They said he couldn’t win an Open Championship. They said he didn’t know how to play links golf. They said he can’t play in wind and weather. They said he was suffering depression from losing the U.S. Open just three weeks before in heartbreaking fashion. They said he couldn’t win the Open the week after winning the Scottish Open. They said he was too old, too risky, too stubborn, too American . . . too Phil.
Copy boy! Rewrite page one immediately!
Happily, all the naysayers, talking heads, and fickle experts stood up and applauded when Phil finally lifted the Claret Jug skyward in victory at venerable old Muirfield. His closing 66 was a round for the ages, a Sunday charge that will ring throughout the decades, and forever enshrine him in the Pantheon of Great Golf Champions that have won the Open at Muirfield.
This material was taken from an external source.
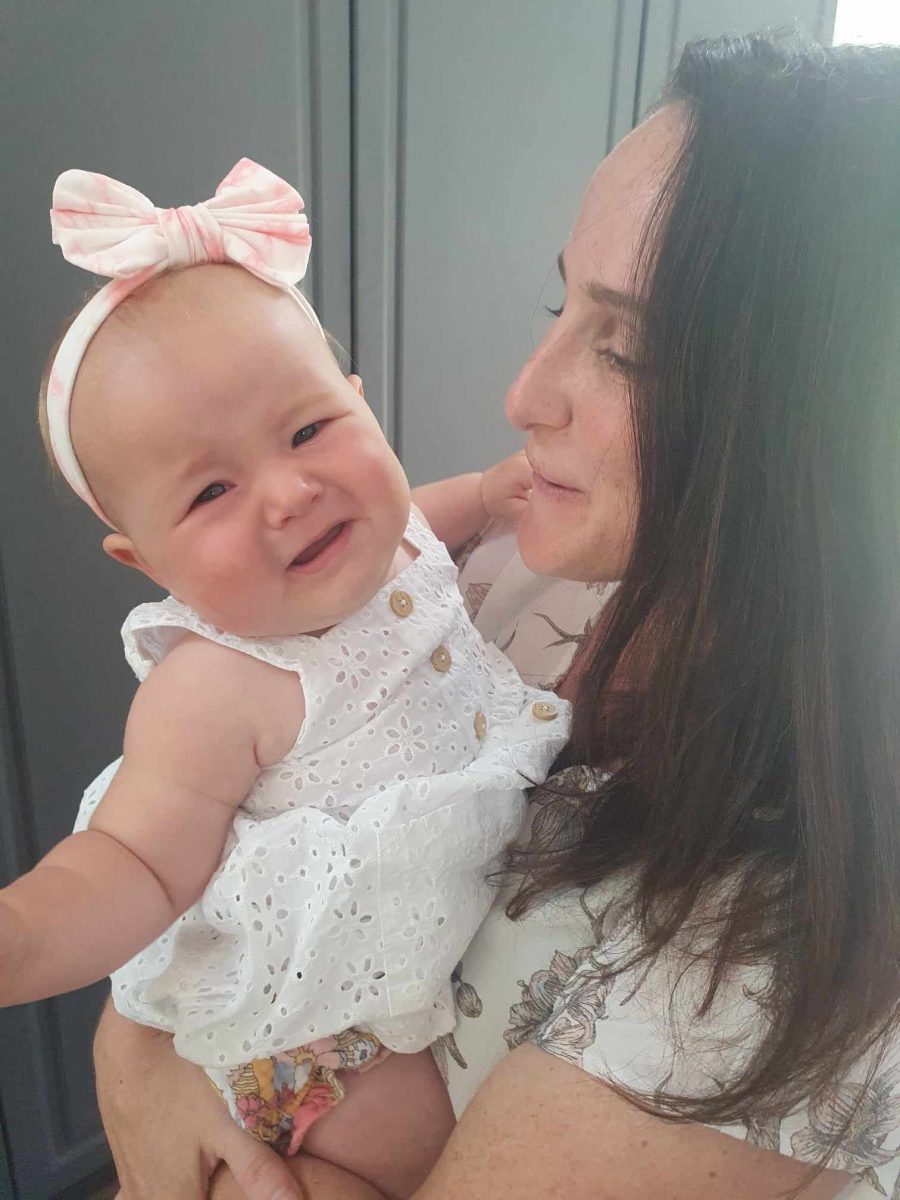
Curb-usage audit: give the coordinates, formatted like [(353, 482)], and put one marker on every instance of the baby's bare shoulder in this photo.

And what a way to do it! Starting five shots behind star-crossed third-round leader Lee Westwood, Phil birdied four of the last six holes, including 17 and 18 with medium-length putts that sent the fans into the stratosphere.
“This is such an accomplishment for me,” Mickelson said. “I never knew if I’d be able to develop the game and the shots to play links golf effectively. To play what is arguably the best round of my career, to putt the way I putted, to shoot the round of my life, it just feels amazing to win the Claret Jug. It may have been the best golf of my career,” he said later, and caddie Jim “Bones” Mackay agreed with him.
“I’ve never seen better,” Bonesy added. Neither have we, Bonesy. Neither have we.
This is the first year we have given an award in this category.